Febrile Illness Evaluation in a Broad Range of Endemicities (FIEBRE)

Clinical & Veterinary Sciences; Economic, Social & Political Sciences

Funding:  Department for International Development (DFID), 2017-2021

LSHTM investigators:  David Mabey (PI), Amit Bhasin, Chrissy Roberts, Clare Chandler, Heidi Hopkins, Coll Hutchison, John Bradley, Rashida Ferrand, Shunmay Yeung

Other UK and international collaborators: Quique Bassat, Vilada Chansamouth, John Crump, Ethel Dauya, Nick Feasey, David Lalloo, Hla Hla Win, Yoel Lubell, Mayfong Mayxay, Claudious Muserere, Paul Newton, Antonio Mario Sitoe, Wah Win Htike, Zaw Lynn Aung

Summary: Fever is one of the most common symptoms that leads to health-care seeking and hospital admission across sub-Saharan Africa and Asia. However, little is known about the causes of febrile illness in these regions. Without access to reliable diagnostic facilities, and without evidence on which to base treatment guidelines, in most cases treatment is empiric and too often results in overuse of antimicrobial medicines.

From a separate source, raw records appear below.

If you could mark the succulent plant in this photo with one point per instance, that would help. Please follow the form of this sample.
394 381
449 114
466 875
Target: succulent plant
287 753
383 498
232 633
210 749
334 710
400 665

The FIEBRE study will help to address these information gaps, using a standard clinical, laboratory and social science protocol, in five representative sites – in Lao PDR, Malawi, Mozambique, Myanmar and Zimbabwe – with a high burden of infectious disease and few or no existing data. The study will rigorously investigate causes of febrile illness, and antibacterial resistance, in inpatients and outpatients of all ages. Qualitative work will describe how care-seekers, clinicians, and other stakeholders conceptualise fever, and appropriate antimicrobial use. The results of this study will enable us to design new, evidence-based algorithms for the management of febrile illness. Archived patient samples will provide a basis for future evaluation of novel diagnostics, and rational approaches to disease surveillance.